Défendre la fierté humanitaire de la Suisse
Très concrètement, ces artistes suisses exigent un cessez-le-feu immédiat et inconditionnel à Gaza, le respect des Conventions de Genève, mais aussi la reprise du financement de l'UNRWA. Pour Jacob Berger, il en va aussi des intérêts de la Suisse humanitaire.
"Ce que la Suisse n'avait pas prévu, c'est que maintenant que l'UNRWA a été décrédibilisée, la prochaine cible de ces faucons américains et israéliens, c'est le CICR", le Comité international de la Croix-Rouge, estime-t-il.
Il rappelle notamment que certains sénateurs américains influents ont récemment attaqué le CICR et son nouveau directeur général Pierre Krahenbühl, lui-même ancien patron de l'UNRWA. "On attend du gouvernement suisse qu'il défende ces organisations humanitaires qui sont l'honneur de la Suisse dans le monde", fustige le cinéaste.

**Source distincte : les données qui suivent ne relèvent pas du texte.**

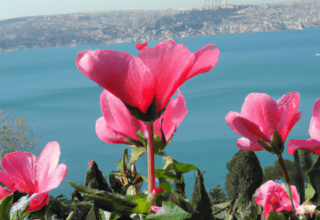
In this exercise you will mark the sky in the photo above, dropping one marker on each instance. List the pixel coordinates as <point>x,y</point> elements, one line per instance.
<point>23,8</point>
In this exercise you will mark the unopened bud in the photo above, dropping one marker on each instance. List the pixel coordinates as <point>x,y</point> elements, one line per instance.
<point>277,143</point>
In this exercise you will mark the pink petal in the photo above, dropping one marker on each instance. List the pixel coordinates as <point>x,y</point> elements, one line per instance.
<point>140,46</point>
<point>8,181</point>
<point>47,161</point>
<point>314,129</point>
<point>118,118</point>
<point>108,135</point>
<point>155,208</point>
<point>49,175</point>
<point>246,144</point>
<point>288,106</point>
<point>262,110</point>
<point>123,75</point>
<point>272,189</point>
<point>4,192</point>
<point>205,59</point>
<point>309,145</point>
<point>39,201</point>
<point>54,179</point>
<point>244,127</point>
<point>21,167</point>
<point>172,117</point>
<point>169,64</point>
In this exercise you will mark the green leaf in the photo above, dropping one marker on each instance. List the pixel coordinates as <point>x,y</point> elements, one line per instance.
<point>172,212</point>
<point>143,206</point>
<point>93,214</point>
<point>276,216</point>
<point>118,202</point>
<point>26,214</point>
<point>137,152</point>
<point>166,187</point>
<point>101,212</point>
<point>159,147</point>
<point>135,142</point>
<point>143,178</point>
<point>126,159</point>
<point>120,165</point>
<point>160,173</point>
<point>5,206</point>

Positions contrastées à Berne
Interrogé par la RTS, le Département fédéral des affaires étrangères indique que "la Suisse soutient la mise en place d'un cessez-le-feu humanitaire et qu'elle n'a eu cesse d'appeler les parties au respect du droit international humanitaire". En ce qui concerne l'UNWRA, il reconnaît "qu'il s'agit du plus grand acteur humanitaire à Gaza" mais attend que l'enquête de l'ONU fasse la lumière sur les "graves allégations à l'encontre d'employés de l'agence".
Côté législatif, les parlementaires disent tous et toutes souhaiter un apaisement dans la région. La gauche partage même toutes les requêtes des signataires. Les conseillers nationaux verts Nicolas Walder (GE) et Christophe Clivaz (NE) ont d'ailleurs interpelé le Conseil fédéral sur ces sujets.

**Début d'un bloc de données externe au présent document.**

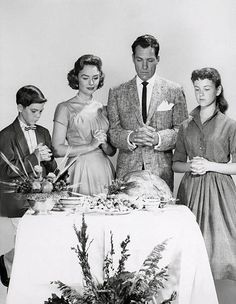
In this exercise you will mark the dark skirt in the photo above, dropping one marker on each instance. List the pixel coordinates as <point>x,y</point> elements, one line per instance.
<point>212,198</point>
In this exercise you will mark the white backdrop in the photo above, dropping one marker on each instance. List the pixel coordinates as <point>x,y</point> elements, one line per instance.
<point>41,39</point>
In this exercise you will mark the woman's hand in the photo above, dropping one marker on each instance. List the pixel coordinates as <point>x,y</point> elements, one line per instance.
<point>99,137</point>
<point>199,165</point>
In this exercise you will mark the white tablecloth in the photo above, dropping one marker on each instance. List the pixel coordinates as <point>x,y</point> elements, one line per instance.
<point>43,252</point>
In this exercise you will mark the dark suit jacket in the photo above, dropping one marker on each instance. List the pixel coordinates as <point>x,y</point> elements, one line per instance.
<point>11,139</point>
<point>167,110</point>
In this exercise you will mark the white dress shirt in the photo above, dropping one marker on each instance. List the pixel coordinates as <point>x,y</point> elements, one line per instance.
<point>149,87</point>
<point>30,137</point>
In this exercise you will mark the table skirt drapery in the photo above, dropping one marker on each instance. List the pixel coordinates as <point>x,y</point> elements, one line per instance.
<point>43,253</point>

À droite, le PLR attend les résultats de la consultation des Commissions de politique extérieure pour se prononcer sur le financement de l'UNWRA. Le Centre, quant à lui, n'a pas fourni de réponse.

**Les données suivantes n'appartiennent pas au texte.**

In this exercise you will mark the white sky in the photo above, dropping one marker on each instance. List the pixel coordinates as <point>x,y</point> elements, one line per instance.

L'UDC, elle, estime qu'Israël est un "Etat démocratique qui protège ses citoyens" contre une "organisation terroriste", mais souhaite des "négociations" entre les deux parties pour un cessez-le-feu. Selon elle, Israël exerce toujours "son droit à l'autodéfense".
La question palestinienne n'a pas fini de faire des vagues dans le monde politique et culturel. Elle pourrait d'ailleurs émerger vendredi soir lors de la cérémonie des Quartz, les Prix du cinéma suisse (voir encadré).
Pauline Rappaz/jop
Des réalisateurs mis sous pression après leurs propos pro-palestiniens
La guerre à Gaza a déjà été évoquée à la Berlinale et aux Oscars. Mais ces prises de parole ne sont pas sans risques pour les cinéastes et leurs acteurs.
Lors de sa remise de prix à la cérémonie des Oscars pour "La zone d'intérêt", le réalisateur juif britannique Jonathan Glazer avait dénoncé la "déshumanisation" ambiante qui frappait tant les victimes israéliennes que palestiniennes. Des déclarations vivement critiquées par des organisations pro-israéliennes aux Etats-Unis.
>> Lire à ce sujet : "La zone d'intérêt", film choc et glaçant sur l'abomination de la Shoah
Lors de la cérémonie de clôture de la Berlinale, le réalisateur israélien Yuval Abraham avait quant à lui estimé que la "situation d'apartheid" devait cesser au Proche-Orient. Cet extrait a été repris par une chaîne israélienne qui a qualifié le réalisateur d'antisémite. "Depuis, je reçois des menaces de mort", a-t-il ensuite expliqué sur X.
Son documentaire No Other Land, tourné en Cisjordanie par un collectif israélo-palestinien, a remporté le prix du meilleur documentaire et le prix du public dans la section Panorama.
L'un des coréalisateurs, le Palestinien Basel Adra, avait dénoncé le "massacre" de la population palestinienne et fustigé notamment la vente d'armes allemandes à Israël. Leurs propos ont été qualifiés d'antisémites et d'"inacceptables" par le maire de Berlin et les autorités allemandes, soutien inconditionnel d'Israël depuis le 7 octobre.